La principale différence est que la pièce de Craig se concentre sur les tensions créées lorsque Ruth (Dorothea Myer-Bennett), une avocate juive spécialisée dans les droits de l’homme, accepte de travailler sur un rapport de l’ONU tentant de déterminer si des crimes de guerre ont été commis par Tsahal (et le Hamas) au cours des combats. Aujourd’hui, le conflit semble s’éloigner des conventions des lois internationales et des organismes de rétablissement de la paix.

Mais la force de la pièce réside dans le fait qu’elle fonde ses arguments si fermement sur une famille, liée par la tradition et l’amour mais séparée par la politique. David Rosenberg (Nicholas Woodeson) est un magnat de la restauration, pilier de la communauté juive d’Edgware où sa famille vit depuis des générations, luttant pour ramener son entreprise de la ruine après la mort d’une femme après l’une de ses fêtes casher.

Il est vital que son statut ne soit pas menacé. Mais l’antagonisme avec l’implication de Ruth dans le rapport fictif Crossley (basé sur le véritable rapport Goldstone) signifie que lorsqu’elle revient pour le mémorial de son frère, tué en combattant pour les Forces de défense israéliennes, tout son gagne-pain et sa position patriarcale sont tous deux en jeu. Il est également en désaccord avec son autre fils Jonny (Nitai Levi), qui peine à définir son rôle.

L’acte d’ouverture, qui trace les lignes d’engagement, est tout à fait convaincant. Les arguments sur la question de savoir si la présence de Ruth au mémorial est hypocrite ou motivé par l’amour, le besoin d’équité, de justice et de décence lorsqu’une nation est engagée dans une lutte pour sa survie, et la montée de l’antisémitisme, côtoient les blagues familiales, le fait de presser un gâteau marbré sur un rabbin constamment pris à contre-pied (« C’est un rabbin, pas un épagneul ») et la mise de la table avec la meilleure argenterie pour un dîner très important.

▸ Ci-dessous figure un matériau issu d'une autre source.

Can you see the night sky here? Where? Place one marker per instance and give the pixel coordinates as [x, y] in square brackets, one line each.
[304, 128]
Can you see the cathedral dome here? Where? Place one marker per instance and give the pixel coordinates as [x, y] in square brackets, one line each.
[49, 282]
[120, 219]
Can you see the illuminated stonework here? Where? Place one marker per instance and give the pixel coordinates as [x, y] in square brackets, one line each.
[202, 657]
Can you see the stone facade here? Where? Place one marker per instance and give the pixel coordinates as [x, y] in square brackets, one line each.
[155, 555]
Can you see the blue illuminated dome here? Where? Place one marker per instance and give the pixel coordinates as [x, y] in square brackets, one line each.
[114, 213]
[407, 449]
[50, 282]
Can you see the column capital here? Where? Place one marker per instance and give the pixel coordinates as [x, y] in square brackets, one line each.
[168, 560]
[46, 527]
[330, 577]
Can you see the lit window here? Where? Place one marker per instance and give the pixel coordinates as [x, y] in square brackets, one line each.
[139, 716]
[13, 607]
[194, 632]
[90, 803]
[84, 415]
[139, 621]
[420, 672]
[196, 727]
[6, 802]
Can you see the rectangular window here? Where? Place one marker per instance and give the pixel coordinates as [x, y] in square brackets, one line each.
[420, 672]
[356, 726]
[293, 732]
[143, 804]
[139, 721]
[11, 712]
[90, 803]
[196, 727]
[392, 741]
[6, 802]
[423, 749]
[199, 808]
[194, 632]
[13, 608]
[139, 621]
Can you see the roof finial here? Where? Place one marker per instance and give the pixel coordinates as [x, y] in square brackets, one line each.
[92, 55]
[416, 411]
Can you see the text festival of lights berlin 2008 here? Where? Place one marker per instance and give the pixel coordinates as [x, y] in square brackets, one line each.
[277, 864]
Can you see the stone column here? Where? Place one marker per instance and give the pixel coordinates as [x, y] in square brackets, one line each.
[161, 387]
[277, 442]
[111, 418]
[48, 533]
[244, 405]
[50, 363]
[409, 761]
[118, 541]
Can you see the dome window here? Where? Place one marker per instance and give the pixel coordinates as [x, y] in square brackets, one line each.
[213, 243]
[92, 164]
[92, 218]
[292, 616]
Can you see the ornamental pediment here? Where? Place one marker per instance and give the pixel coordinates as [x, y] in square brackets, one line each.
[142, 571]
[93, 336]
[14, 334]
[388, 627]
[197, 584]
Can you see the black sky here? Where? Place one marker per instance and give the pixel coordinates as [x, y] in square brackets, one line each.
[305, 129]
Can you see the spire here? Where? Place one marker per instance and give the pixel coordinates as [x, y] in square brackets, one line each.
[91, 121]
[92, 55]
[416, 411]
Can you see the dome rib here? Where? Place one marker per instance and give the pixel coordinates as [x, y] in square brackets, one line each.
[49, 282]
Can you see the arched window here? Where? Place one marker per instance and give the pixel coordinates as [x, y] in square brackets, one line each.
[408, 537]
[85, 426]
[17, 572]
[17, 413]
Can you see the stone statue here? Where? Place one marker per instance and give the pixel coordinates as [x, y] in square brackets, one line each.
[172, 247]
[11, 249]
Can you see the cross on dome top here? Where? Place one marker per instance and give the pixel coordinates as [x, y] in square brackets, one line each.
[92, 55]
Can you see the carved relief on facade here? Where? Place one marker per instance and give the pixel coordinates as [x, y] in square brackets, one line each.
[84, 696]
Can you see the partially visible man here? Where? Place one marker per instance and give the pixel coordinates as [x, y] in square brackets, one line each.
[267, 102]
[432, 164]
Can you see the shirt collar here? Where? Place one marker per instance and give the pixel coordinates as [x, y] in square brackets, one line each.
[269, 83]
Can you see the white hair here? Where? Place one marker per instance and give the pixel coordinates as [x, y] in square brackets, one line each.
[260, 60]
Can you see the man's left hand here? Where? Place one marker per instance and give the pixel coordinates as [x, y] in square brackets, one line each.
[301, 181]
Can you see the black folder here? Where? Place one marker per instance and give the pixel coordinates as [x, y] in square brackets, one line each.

Tracy-Ann Oberman, Dan Fredenburgh, Nicholas Woodeson et Dorothea Myer-Bennett dans Les Saints Rosenberg

Le casting est tout simplement superbe, avec Woodeson capturant parfaitement le mélange de défi et d’épuisement qui alimente les illusions de David, et Tracy-Ann Oberman dans le rôle de sa femme Lesley déguisant sa fureur (contre sa fille), son chagrin (à la mort de son fils) et son inquiétude (à propos de son mari) sous une série constante d’affaires et d’agitation. Elle confère à chaque vers une force véridique, tandis que Myer-Bennett apporte à Ruth le savoir d’une femme sûre de ses convictions, tout en sachant absolument ce qu’elle sacrifie. La scène où les deux se blottissent sur une chaise, se souvenant de leur garçon perdu, est très touchante.

Les créations de Tim Shortall ancrent la vérité dans une pièce de banlieue convaincante, ses meubles et accessoires légèrement défraîchis ayant connu des jours meilleurs, les maisons des voisins omniprésentes étant à peine visibles par la baie vitrée. Dans le deuxième acte, le sens soigneusement élaboré de la réalité est mis à rude épreuve par l’arrivée du patron de Ruth (joué avec une élégance intellectuelle décontractée par Adrian Lukis), qui s’engage dans une dispute trop emphatique, bien que toujours fascinante, avec le président de la synagogue Saul (Dan Fredenburgh) sur la nécessité du droit d’Israël à se défendre et la primauté des droits de l’homme.

Craig commence également à s’appuyer fortement sur une discussion sur la culpabilité familiale qui doit trop à All My Sons d’Arthur Miller, et la confrontation finale entre Ruth et son père ne sonne pas tout à fait vraie. Mais Posner et ses acteurs veillent à ce que la tension ne diminue jamais. Les Saints Rosenberg est une pièce imparfaite, mais aussi courageuse et intelligente.